Au menu dans tous les cas : l’apprentissage de la fonction des différents boutons de la cabine mais aussi les protocoles en vigueur dans un tramway. C’est simple, quoi qu’il se passe il y a une procédure définie. Que ce soit pour la mise en route de la machine de 43m au petit matin, une panne de porte ou la collision avec un piéton. Malgré la présence d’un manuel à bord et la possibilité de liaison radio avec le poste de commandement, il est essentiel de maîtriser les bases. Les tractionnaires ont d’ailleurs une journée de remise à niveau obligatoire par an (au déroulé varié selon les besoins, par exemple pour changer de mauvaises habitudes qui endommagent les machines).

Par ailleurs, il faut justifier d’au moins 35h de conduite sur 2 mois pour poursuivre ses missions sur le terrain.

Le jour de notre venue on suit 9 stagiaires qui en sont à leur 2e jour de cours. Dès le lendemain ces hommes et femmes déjà en poste dans l’entreprise quitteront le centre de maintenance pour transporter des passagers, avec un formateur à leurs côtés pour actionner le freinage d’urgence en cas de besoin. Pêle-mêle on découvre que :

  • Chaque tram dispose d’un équipement capable de détecter automatiquement une perte d’adhérence, et donc de lâcher du sable sur la voie pour éviter ls glissades
  • La préparation matinale d’une rame nécessite un protocole strict et obligatoire qui prend précisément 17 minutes (vérification de sécurité, mise en route des équipements, tests d’annonces sonores…)
  • Les tractionnaires sont obligés de « gonger » (actionner leur sonnette) quand ils croisent un autre tram (une fois au nez et une fois au cul) ou à l’entrée d’une station… mais seulement de 6h à 22h
  • La première rame du matin circule à vitesse réduite car elle passe les aiguillages « à vue », donc doit vérifier qu’il n’y a pas eu de sabotage dans la nuit
  • La signalisation spécifique à la ligne de tram se dénomme SLT pour Signalisation Lumineuse de Trafic
  • On dit « FU » pour freinage d’urgence
  • Une rame s’autoteste régulièrement pour vérifier le bon fonctionnement de ses dispositifs de sécurité
  • Un tram peut rouler en marche arrière mais maximum à 3km/h (manœuvre utile uniquement pour remorquer une autre machine)
  • En cas de panne du système automatique, il est possible de déclencher un aiguillage manuellement

Il est temps de passer aux choses sérieuses sur la voie R5 du centre de maintenance. On se place donc dans la cabine avec Nicolas Rigault, formateur référent de Fil Bleu. Première action à mener : tourner 2 ou 3 fois une clé à gauche du tableau de bord (c’est elle qui allume le poste de contrôle). Ensuite, il faut saisir la manette de contrôle de vitesse et surtout garder perpétuellement le pouce en mouvement. Si on le laisse immobile plus de 10 secondes, on reçoit une alerte sonore… Et si on ne réagit pas en moins de 3 secondes c’est freinage d’urgence automatique. Une arme anti-malaise.

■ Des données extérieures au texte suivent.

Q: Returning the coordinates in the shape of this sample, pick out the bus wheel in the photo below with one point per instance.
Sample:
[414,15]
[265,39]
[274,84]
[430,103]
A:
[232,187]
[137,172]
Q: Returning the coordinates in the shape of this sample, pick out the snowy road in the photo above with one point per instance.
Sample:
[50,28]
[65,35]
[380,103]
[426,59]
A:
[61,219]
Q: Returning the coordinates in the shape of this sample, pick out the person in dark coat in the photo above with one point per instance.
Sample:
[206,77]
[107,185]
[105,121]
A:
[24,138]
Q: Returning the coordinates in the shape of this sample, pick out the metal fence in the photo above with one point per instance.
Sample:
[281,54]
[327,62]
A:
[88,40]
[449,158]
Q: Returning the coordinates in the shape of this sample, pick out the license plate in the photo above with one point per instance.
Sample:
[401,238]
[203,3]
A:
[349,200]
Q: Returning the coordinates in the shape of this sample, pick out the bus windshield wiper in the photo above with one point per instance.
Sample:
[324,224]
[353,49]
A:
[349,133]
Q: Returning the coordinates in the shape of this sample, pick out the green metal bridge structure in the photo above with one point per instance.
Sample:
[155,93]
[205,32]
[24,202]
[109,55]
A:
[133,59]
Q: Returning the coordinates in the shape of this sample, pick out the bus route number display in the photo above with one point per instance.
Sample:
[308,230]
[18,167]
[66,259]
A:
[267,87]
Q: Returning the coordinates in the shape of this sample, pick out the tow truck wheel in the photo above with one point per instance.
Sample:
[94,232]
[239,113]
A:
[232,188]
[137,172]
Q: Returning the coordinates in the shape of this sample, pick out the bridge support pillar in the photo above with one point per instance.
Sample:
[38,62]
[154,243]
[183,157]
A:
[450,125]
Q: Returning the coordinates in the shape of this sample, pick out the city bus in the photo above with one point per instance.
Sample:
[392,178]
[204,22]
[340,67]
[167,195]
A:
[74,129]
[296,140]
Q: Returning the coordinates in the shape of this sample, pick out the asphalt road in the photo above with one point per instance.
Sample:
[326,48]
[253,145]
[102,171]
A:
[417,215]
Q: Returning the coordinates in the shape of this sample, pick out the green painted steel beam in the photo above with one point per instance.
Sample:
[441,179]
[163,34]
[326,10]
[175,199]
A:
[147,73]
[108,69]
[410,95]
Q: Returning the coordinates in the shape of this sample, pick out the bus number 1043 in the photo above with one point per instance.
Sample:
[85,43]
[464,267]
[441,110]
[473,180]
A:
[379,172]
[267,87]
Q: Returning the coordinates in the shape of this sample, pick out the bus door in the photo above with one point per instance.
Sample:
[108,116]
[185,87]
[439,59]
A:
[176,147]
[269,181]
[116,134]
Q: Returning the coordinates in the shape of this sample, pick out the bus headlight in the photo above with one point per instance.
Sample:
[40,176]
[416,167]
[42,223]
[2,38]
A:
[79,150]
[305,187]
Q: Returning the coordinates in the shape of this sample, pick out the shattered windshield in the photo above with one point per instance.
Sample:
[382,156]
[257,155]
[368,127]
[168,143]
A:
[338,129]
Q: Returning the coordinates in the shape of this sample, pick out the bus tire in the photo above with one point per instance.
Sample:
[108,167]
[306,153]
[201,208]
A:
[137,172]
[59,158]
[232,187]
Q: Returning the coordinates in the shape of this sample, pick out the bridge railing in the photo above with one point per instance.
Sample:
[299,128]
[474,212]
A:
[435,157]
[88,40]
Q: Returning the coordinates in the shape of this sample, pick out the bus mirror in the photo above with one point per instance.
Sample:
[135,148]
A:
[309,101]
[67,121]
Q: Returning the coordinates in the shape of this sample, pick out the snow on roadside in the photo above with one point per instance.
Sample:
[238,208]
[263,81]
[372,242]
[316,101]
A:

Le levier est tout simple : une position avant pour accélérer, une position centrale pour maintenir sa vitesse et si on pousse vers soi c’est le freinage. A droite, on garde la main sur le bouton pour « gonger » dès que nécessaire (on avait toujours rêvé de le faire, et c’est très amusant !). Étonnamment, tractionner une machine de 55 tonnes ne parait pas poussif… il faut dire qu’elle a 1 200 chevaux sous le capot. On ressent la douceur, la facilité à se mouvoir sur les rails. Mais attention aux réflexes : sur 400m de formation on a déclenché une alarme et deux freinages d’urgence. On a même failli dépasser un feu rouge ce qui aurait entraîné toute une série d’alarmes. Bon, en vérité pas de danger : à Vaucanson, la vitesse est limitée à 10km/h. Mais même à cette allure, les sensations sont là.

Olivier Collet

Article publié pour la première fois en octobre 2021.